Bar showing allele frequencies p and q combining into genotype frequency bands p-squared, 2pq, and q-squared
The two allele frequencies (\(p\) and \(q\)) determine the three genotype frequencies \(p^2\), \(2pq\) and \(q^2\).

Worked example

Suppose the recessive allele frequency \(q = 0.3\). Then \(p = 1 - 0.3 = 0.7\). The genotype frequencies are \(p^2 = 0.49\) (49% homozygous dominant), $$2pq = 2 \times 0.7 \times 0.3 = 0.42$$ (42% heterozygous), and \(q^2 = 0.09\) (9% homozygous recessive).
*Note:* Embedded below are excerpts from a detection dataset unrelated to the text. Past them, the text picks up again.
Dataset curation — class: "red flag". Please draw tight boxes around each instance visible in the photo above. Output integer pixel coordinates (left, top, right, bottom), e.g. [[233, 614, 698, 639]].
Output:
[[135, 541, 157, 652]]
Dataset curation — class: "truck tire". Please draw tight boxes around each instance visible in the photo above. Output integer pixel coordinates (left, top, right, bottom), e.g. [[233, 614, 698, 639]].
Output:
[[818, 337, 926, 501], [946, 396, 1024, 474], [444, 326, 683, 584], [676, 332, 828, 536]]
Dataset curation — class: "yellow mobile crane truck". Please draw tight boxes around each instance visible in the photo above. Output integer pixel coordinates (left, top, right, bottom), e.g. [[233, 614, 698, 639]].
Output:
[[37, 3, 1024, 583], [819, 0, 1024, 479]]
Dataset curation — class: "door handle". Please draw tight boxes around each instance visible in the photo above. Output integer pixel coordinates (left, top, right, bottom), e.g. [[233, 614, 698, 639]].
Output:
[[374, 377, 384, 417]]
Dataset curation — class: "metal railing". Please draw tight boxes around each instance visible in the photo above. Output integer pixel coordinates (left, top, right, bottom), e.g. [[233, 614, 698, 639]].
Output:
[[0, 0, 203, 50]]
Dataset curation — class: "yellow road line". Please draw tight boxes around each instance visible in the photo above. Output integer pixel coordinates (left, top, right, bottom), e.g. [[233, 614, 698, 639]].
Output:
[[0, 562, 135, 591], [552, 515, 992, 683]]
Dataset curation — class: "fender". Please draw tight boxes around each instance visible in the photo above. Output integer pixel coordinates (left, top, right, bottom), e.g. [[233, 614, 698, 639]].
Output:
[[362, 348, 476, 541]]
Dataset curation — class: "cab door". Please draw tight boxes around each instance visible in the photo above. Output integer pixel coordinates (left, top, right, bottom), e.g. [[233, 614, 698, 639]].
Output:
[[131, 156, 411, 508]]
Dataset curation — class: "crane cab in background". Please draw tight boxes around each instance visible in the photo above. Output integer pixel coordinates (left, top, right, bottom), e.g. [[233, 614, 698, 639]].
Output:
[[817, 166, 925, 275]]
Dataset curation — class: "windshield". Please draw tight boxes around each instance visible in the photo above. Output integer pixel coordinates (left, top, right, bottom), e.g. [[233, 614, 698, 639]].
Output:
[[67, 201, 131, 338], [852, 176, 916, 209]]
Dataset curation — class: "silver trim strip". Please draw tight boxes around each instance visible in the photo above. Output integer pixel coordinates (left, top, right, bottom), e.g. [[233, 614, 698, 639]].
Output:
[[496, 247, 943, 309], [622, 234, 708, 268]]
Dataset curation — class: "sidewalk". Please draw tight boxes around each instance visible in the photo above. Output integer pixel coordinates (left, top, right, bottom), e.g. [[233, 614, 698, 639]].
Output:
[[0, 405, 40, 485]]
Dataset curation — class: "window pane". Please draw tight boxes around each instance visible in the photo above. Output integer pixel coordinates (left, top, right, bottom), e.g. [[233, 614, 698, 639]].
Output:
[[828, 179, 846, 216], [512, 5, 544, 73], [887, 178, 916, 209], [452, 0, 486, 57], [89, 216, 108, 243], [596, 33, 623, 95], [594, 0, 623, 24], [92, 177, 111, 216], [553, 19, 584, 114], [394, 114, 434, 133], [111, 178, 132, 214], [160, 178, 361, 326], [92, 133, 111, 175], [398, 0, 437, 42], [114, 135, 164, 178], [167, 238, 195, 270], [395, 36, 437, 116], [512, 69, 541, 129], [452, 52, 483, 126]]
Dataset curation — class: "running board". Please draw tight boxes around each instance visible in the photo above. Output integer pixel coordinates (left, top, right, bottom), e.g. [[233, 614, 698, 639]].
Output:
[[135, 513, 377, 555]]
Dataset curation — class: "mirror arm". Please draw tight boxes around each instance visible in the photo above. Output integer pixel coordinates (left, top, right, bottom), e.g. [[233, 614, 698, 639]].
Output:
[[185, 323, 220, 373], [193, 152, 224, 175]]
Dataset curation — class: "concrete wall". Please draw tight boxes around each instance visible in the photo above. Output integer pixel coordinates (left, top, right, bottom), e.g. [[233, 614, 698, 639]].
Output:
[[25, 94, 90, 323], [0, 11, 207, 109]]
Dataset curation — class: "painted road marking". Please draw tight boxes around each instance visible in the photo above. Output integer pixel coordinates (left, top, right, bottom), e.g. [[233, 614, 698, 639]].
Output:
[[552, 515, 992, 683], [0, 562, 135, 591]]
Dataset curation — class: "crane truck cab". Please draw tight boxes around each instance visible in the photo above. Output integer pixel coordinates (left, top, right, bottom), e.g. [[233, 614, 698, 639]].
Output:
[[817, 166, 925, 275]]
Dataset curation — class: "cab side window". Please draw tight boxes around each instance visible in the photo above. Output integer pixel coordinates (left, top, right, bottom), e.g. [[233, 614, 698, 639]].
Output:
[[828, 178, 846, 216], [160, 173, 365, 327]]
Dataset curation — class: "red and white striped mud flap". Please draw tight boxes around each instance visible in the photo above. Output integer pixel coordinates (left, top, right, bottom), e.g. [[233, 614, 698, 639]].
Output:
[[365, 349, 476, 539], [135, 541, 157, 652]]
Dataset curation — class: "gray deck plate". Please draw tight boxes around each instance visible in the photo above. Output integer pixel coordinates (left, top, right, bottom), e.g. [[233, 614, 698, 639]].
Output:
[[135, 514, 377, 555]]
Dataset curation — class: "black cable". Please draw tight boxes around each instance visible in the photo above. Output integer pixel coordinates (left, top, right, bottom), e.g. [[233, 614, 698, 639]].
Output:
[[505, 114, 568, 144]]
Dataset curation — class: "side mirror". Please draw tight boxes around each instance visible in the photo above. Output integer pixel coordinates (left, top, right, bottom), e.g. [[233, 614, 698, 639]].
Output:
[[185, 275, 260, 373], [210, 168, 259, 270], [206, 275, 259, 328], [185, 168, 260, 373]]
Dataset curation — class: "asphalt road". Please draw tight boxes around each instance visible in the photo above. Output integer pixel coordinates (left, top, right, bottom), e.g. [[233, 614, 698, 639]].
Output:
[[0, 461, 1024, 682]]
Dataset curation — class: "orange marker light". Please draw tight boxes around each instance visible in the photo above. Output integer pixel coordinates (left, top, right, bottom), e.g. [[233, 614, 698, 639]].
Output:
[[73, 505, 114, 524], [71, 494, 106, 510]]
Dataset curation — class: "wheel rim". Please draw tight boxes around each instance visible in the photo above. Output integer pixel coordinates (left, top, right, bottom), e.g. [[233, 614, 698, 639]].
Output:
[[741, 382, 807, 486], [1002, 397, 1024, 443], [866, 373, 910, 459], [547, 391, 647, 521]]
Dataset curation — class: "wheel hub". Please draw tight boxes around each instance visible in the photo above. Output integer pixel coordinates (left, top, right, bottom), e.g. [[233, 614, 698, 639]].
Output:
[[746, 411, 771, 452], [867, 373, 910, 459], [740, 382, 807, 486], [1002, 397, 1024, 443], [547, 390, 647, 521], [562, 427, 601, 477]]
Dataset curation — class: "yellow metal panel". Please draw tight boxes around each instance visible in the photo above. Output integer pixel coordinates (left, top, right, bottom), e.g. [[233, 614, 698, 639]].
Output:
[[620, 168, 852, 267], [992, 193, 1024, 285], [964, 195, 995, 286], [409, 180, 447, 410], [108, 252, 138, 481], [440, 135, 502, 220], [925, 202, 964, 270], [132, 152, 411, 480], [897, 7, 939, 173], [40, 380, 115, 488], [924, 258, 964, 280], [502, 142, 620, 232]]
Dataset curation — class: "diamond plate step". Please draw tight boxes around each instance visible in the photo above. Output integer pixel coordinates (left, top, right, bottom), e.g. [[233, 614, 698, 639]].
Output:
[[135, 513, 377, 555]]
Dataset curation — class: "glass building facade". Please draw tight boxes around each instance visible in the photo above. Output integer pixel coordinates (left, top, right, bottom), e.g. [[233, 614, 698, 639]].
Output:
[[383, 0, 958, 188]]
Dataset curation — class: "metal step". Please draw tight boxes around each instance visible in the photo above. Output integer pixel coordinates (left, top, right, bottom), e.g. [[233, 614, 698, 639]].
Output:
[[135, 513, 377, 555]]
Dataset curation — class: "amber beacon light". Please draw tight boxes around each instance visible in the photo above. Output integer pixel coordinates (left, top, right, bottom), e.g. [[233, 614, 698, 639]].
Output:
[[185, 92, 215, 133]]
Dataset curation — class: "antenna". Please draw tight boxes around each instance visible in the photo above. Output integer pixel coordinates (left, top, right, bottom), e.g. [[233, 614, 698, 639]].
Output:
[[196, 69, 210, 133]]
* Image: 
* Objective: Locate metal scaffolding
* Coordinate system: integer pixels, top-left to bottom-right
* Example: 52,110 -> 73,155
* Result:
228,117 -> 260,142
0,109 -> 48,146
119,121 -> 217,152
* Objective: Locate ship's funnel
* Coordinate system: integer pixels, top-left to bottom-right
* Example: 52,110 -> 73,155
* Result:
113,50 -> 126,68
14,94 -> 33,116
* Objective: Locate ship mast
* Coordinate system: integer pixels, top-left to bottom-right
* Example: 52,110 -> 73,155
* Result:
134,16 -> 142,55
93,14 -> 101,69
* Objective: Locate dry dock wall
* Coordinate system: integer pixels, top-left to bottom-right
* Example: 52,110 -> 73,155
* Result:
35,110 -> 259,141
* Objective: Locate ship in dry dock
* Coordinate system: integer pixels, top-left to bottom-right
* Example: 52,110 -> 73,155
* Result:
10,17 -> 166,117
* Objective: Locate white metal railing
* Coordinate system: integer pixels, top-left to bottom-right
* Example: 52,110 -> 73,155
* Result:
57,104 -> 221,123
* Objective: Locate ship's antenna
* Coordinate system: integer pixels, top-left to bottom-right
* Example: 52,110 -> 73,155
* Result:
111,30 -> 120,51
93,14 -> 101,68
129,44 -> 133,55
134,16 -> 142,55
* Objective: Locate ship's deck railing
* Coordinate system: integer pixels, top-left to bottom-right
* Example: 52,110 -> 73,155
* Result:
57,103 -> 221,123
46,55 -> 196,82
These sum to $$0.49 + 0.42 + 0.09 = 1.00,$$ confirming the population is in equilibrium.

FAQ

What if I only know the number of affected individuals? The recessive phenotype corresponds to \(q^2\). Divide affected individuals by total population to get \(q^2\), then take its square root to find \(q\) and enter that value.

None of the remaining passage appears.